Because the dishwasher’s seal is so strong, residual water can become trapped inside your dishwasher. So when you’re done running your cleaning cycle, open the dishwasher door, and let it air dry completely overnight. You might even give the interior of the door a gentle wipe with a clean, dry rag or towel to kickstart the air drying process. (But please don’t trip over the open dishwasher door when you stumble into the kitchen for a glass of water in the middle of the night!)
Looking for an easier clean?
A simple, vinegar-free (and risk-free) solution is to just squirt some Cascade Dishwasher Cleaner straight into your dishwasher’s detergent receptacle and run it empty. We use this product once a month to reduce limescale and grease buildup. It helps to break down major food particles, ultimately ridding the dishwasher of any weird smells that might be lurking in there.
Alternatively, you can sprinkle ½ cup of baking soda all over the floor of the inside of your dishwasher, and run it (empty) on a quick, hot cycle. Skip the vinegar entirely. Baking soda has similar properties to vinegar and should also get the job done.
Cleaning Public Service Announcement
We definitely discourage the use of bleach inside your dishwasher, no matter how bad it smells! Bleach is highly corrosive and will erode your dishwasher’s stainless steel, plus the important rubber bits.
Pro Tips For A Cleaner Dishwasher
- Scrape and rinse substantial food chunks from dishes before loading them into the dishwasher. It’s okay to leave a bit of stuck-on food because some detergents use that grime to cling onto and activate their cleaning agents. Stuff like bones, skin, fibrous material, peels or fat should definitely not make it into the dishwasher. (They’ll clog the drain.)
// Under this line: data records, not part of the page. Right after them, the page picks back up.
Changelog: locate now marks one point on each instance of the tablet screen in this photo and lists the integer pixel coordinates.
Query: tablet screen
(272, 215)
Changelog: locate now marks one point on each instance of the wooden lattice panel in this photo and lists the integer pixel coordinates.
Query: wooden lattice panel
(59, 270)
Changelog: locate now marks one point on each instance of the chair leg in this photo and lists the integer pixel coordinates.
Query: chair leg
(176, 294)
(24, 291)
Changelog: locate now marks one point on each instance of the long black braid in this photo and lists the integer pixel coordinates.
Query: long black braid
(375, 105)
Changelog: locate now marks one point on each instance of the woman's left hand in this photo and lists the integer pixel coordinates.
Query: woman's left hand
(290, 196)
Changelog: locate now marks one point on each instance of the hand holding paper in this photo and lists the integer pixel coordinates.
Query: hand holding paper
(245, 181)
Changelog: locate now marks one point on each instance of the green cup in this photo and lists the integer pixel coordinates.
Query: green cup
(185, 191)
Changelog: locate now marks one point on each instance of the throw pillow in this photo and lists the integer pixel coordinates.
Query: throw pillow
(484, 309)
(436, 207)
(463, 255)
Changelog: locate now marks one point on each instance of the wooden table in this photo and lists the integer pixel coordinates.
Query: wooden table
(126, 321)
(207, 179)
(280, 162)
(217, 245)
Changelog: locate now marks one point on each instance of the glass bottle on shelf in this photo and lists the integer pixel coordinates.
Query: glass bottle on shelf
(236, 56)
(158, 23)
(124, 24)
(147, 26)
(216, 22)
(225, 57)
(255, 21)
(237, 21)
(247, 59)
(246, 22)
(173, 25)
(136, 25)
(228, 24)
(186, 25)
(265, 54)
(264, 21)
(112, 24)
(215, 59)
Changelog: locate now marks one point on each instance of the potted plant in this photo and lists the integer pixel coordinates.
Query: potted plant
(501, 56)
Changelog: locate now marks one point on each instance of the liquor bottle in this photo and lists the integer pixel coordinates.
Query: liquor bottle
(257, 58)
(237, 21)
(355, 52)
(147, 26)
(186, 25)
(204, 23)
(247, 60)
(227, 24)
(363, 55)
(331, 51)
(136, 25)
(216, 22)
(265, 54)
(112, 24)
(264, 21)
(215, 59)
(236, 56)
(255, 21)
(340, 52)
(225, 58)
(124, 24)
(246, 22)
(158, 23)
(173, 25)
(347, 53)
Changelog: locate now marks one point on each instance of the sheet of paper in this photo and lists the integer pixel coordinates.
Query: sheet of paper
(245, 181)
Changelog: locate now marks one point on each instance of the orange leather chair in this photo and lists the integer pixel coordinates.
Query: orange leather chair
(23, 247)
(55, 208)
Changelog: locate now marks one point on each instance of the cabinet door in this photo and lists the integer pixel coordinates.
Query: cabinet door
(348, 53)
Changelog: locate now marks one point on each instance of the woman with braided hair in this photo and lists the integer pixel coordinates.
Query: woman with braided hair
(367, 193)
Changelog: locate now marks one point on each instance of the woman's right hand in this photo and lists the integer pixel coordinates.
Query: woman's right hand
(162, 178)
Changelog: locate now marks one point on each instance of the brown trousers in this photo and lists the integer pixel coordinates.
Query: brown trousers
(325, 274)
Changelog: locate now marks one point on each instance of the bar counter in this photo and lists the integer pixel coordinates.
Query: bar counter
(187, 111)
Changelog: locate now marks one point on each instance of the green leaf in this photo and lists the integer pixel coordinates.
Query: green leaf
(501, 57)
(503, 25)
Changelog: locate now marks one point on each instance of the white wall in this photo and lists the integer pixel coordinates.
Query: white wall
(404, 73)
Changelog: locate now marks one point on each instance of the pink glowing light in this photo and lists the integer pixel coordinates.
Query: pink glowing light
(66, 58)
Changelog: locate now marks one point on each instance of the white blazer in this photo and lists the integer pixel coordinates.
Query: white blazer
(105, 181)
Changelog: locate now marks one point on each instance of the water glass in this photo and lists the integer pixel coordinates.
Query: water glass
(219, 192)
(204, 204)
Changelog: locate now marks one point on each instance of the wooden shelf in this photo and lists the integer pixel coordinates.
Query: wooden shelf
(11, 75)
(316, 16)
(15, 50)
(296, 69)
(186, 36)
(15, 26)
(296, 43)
- We’ve got an entire guide about how to clean your dishwasher, but at a bare minimum, run your dishwasher once a month with Cascade Dishwasher Cleaner. Easy peasy.
- Avoid running hot water appliances while using your dishwasher so that the hot cycles are as hot as possible. Hot water kills bacteria and discourages mold growth.
- Load your dishwasher properly for the best results.
- Dishwashers should be deep cleaned every 3–4 months.
Wasn’t that fun? Now you’ve got the cleanest dishwasher on the block. Mazel tov.